The opportunity to serve came up in ASP, and while I was hesitant mostly 
about any potential time commitment, I very much felt the desire to 
'give back' and contribute to the group that had become my primary 
source of recovery. I had heard somewhere that in order to 'keep it', we 
must also 'give it away'. I had found my sponsor through ASP.  I had 
developed 'offline' friendships with several people. I wanted to serve, 
even if it felt outside my comfort zone at first - I wanted to 'give it 
away'.

As I became a Trusted Servant of ASP, my growth was exponential.  It was 
an opportunity for me to learn more about the Traditions and Concepts of 
Al-Anon.
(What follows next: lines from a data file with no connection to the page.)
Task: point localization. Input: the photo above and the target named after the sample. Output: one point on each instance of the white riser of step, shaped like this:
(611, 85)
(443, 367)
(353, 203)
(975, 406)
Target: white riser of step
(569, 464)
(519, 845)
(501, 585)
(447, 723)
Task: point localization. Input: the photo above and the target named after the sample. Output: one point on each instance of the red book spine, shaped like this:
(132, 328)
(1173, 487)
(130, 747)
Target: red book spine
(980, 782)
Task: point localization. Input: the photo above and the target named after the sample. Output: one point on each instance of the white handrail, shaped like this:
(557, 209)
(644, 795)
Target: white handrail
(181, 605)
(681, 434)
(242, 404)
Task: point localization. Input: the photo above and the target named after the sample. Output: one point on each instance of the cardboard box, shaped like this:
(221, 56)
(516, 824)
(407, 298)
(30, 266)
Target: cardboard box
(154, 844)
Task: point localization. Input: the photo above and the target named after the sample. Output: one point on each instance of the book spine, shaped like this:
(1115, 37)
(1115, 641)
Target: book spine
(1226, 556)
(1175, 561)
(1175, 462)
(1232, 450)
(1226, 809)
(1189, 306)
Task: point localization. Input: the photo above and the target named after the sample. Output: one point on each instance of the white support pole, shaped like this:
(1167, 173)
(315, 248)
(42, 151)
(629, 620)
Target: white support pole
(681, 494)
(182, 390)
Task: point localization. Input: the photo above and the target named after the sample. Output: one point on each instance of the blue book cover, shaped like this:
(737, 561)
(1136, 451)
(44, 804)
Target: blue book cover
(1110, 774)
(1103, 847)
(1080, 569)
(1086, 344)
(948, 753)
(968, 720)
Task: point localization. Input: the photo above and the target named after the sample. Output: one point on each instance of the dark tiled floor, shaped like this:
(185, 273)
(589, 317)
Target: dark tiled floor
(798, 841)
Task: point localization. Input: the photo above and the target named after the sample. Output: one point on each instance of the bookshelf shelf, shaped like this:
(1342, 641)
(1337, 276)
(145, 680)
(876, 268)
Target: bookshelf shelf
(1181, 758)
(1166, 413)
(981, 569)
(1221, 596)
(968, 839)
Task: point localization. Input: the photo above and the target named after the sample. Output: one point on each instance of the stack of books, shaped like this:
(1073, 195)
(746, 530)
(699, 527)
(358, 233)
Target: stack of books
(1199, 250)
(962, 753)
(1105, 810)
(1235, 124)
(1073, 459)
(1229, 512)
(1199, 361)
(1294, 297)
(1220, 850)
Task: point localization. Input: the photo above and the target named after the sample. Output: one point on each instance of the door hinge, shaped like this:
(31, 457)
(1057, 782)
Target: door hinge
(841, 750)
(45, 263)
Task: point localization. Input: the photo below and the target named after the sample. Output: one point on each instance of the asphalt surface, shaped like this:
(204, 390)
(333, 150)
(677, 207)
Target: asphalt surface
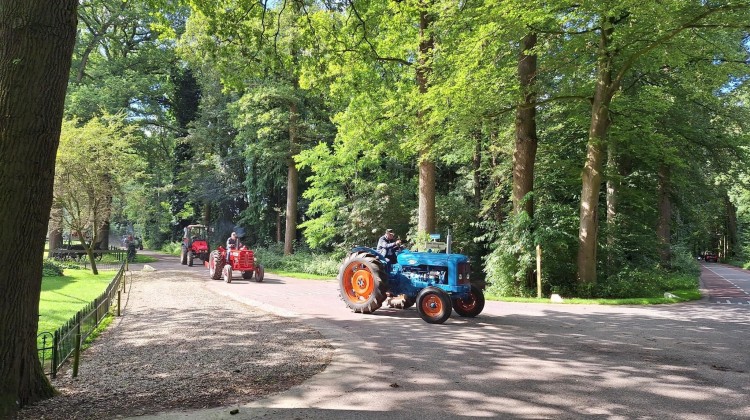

Being a part of the Steering Committee is not about being 'in 
the know' of ASP, it is not about dominance, or being one of some 
'elite' panel running the show.  Serving in any capacity of Al-Anon is 
about the responsibility of protecting, supporting and sharing of 
spiritual principles entrusted to us by the founders.  I learned that my 
participation in this program meant that I must continue to take action 
in my daily life for my own personal recovery, and to also contribute to 
the strength and unity of my group - whether online or in F2F meetings. 
My day to day contact with many, many members of ASP has been nothing 
but gratifying and meaningful.  Even in the few difficult matters that 
come up from time to time - there is opportunity for growth in every 
challenge, and that 'we' thing comes up again... between the Steering 
Committee, my sponsor, and my own spiritual guidance - I felt I could do 
whatever needed to be done with competence and grace.  This concept 
carried over to my day to day life ~  there is nothing I can't handle, 
and I am never 'alone'.

In doing service for ASP, I’ve come to understand that the Steps, 
Traditions and Concepts, are what connect me to my recovery and 
spirituality, and help me continue to grow. In doing so, I have more to 
give away. Today when I have questions and challenges in my life, I can 
readily find answers, not just in the Steps, but also in the Traditions 
and Concepts. Today, as I continue on my journey in recovery, I realize 
that the Legacies of Al-Anon are truly about life. The Steps- I have 
learned to love myself. The Traditions- I have learned to respect and 
love others, compassion and respect, because we are all the 'same' no 
matter what 'rung of the ladder' we currently stand upon. The Concepts- 
they teach me to love the world with all its imperfections as well. If I 
don’t use all these Legacies, I am truly short-changing myself and 
limiting my recovery. Doing service for ASP has been the most defining 
aspect of my own recovery-because had I not had this opportunity, I 
would not know what I know!

As I finish my term as LA at the end of this month, I have been giving a 
lot of thought as to how I will fill the 'gap' of service that has been 
such a large aspect of my recovery journey.  Because there WILL be a 
gap. Perhaps it means becoming more involved in my local area F2F 
meetings and exploring service positions there - perhaps I explore 
Ala-teen, or become more involved in sponsorship in general.  I don't 
know where my Higher Power will lead me, but I know that there will be 
something! I still have alcoholics in my life, and this program is a 
permanent aspect of my life.

I encourage any of you to ask questions about the two positions on our 
Steering Committee ~  I am happy to answer to the best of my knowledge 
and experience, as are any of our members who do service in some 
capacity whether for ASP or in their local groups.

Thank you for letting me share some thoughts with all of you.